Беки, без брюк, сидел на кровати, опустив руки в таз с водой; Флоренс стояла на коленях и забинтовывала ему ногу.
– Почему вы предоставили мне одной за ним ухаживать? Вы что же, не могли остаться и помочь?
Я знала, что говорю раздраженным тоном, но хоть тут-то я была права.
– Мы не хотим иметь дела с полицией, – сказала Флоренс.
– Речь не об этом. Вы оставили меня одну ухаживать за приятелем вашего сына. Почему я должна это делать? Он мне никто.
– Где он? – спросил Беки.
– Его повезли в больницу, в Вудсток. Он контужен.
– Что значит «контужен»?
– Он без сознания. Ударился головой. Ты знаешь, почему вы налетели на грузовик?
– Они нас толкнули.
– Правильно, они вас толкнули. Я это видела. Счастье еще, что вы оба остались живы. Я собираюсь подать жалобу.
Беки с матерью переглянулись.
– Мы не хотим иметь дела с полицией, – повторила Флоренс. – На полицию бесполезно жаловаться. – Она снова взглянула на сына, словно проверяя, одобряет ли он ее слова.
– Если не жаловаться, они будут и дальше делать все что хотят. Даже если вы ничего не добьетесь, все равно нельзя это так оставлять. Я имею в виду не только полицию. Вообще всех, кто у власти. Они должны знать, что вы их не боитесь. Это очень важно. Они же могли убить тебя, Беки! Что они имеют против тебя? Что вы со своим товарищем задумали?
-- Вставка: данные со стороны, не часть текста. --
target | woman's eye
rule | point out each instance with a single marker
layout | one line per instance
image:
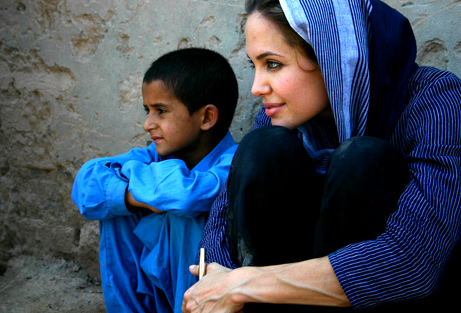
(273, 64)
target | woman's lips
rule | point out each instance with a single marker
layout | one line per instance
(156, 139)
(272, 108)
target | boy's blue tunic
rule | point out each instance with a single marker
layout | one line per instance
(145, 257)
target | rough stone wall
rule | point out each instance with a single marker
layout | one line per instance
(70, 78)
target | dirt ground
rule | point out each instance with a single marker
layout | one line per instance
(30, 285)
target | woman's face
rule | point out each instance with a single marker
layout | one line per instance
(291, 86)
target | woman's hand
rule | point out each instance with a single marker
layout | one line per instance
(213, 293)
(311, 282)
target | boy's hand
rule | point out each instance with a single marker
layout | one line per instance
(130, 201)
(211, 293)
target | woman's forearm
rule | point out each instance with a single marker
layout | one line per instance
(310, 282)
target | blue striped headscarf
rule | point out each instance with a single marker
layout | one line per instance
(366, 51)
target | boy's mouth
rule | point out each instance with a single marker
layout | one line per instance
(272, 108)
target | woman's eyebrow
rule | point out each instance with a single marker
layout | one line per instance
(266, 54)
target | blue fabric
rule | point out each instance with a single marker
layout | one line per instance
(417, 109)
(145, 257)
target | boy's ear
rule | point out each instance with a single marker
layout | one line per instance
(210, 116)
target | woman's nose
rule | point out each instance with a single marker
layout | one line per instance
(260, 85)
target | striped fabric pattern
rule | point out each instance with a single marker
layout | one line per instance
(409, 258)
(339, 32)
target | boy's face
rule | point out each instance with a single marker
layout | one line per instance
(173, 130)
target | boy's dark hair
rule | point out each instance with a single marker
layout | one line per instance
(272, 10)
(197, 77)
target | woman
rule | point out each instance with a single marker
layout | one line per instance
(357, 196)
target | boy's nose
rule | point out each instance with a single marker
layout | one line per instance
(149, 123)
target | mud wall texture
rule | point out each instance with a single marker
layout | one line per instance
(70, 91)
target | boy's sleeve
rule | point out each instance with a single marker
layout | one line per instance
(99, 187)
(170, 186)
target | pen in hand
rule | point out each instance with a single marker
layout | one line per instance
(202, 265)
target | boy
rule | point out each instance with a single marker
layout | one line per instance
(152, 202)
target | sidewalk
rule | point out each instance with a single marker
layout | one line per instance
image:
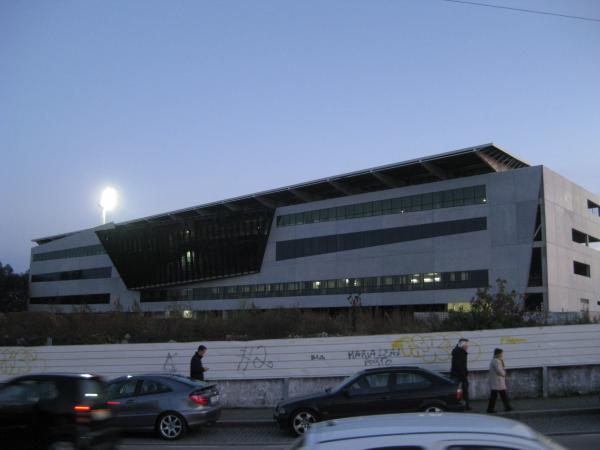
(527, 406)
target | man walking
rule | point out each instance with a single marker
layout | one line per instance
(196, 368)
(459, 370)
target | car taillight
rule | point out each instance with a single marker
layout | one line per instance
(82, 408)
(199, 399)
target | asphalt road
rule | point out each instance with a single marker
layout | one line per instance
(576, 432)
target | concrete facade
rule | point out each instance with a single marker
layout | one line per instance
(504, 249)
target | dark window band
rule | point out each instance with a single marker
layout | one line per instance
(391, 283)
(472, 195)
(90, 250)
(86, 274)
(298, 248)
(89, 299)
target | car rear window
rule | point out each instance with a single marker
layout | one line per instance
(190, 381)
(92, 391)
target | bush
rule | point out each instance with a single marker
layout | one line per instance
(489, 310)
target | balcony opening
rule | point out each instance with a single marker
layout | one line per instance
(594, 208)
(535, 268)
(537, 235)
(580, 237)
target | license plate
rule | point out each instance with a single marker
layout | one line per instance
(100, 414)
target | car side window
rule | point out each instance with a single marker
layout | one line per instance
(478, 447)
(122, 389)
(21, 393)
(153, 387)
(47, 390)
(374, 382)
(410, 380)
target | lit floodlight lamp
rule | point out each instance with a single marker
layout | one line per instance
(108, 201)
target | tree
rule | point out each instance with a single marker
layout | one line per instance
(14, 289)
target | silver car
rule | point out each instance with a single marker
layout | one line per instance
(423, 431)
(167, 403)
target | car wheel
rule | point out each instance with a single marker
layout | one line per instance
(302, 419)
(433, 408)
(62, 445)
(171, 426)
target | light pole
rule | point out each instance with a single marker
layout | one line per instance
(108, 201)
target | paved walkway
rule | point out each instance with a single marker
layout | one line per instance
(527, 406)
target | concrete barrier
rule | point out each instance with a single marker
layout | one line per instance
(258, 373)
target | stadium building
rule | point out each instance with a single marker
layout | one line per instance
(421, 235)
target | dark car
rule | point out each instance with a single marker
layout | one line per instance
(166, 403)
(55, 411)
(373, 391)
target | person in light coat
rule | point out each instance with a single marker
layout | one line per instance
(497, 377)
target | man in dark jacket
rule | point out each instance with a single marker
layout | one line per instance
(196, 368)
(459, 370)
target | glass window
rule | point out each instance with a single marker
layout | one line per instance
(153, 387)
(427, 201)
(377, 382)
(437, 200)
(409, 381)
(459, 197)
(122, 389)
(386, 206)
(377, 208)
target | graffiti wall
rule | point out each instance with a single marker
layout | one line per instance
(314, 357)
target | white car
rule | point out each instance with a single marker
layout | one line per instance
(424, 431)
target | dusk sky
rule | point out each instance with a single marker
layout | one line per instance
(179, 103)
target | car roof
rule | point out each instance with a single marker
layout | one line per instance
(84, 376)
(417, 423)
(393, 368)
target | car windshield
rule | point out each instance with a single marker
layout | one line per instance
(190, 381)
(92, 391)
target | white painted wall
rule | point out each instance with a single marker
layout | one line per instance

Флоренс завязала бинт и что-то тихонько ему сказала. Он вынул руки из таза, и я почувствовала запах антисептического средства.
– Больно? – спросила я.
Он протянул руки ладонями вверх. Кровь продолжала сочиться в тех местах, где кожа была содрана до мяса. Раны, полученные в бою? Должна ли я смотреть на них как на боевые раны, раны чести? Мы вместе рассматривали кровоточащие ладони. Мне показалось, что он сдерживает слезы. Ребенок, просто ребенок, который хотел покататься на велосипеде.
– А твой товарищ? – спросила я. – Разве не надо предупредить его родителей?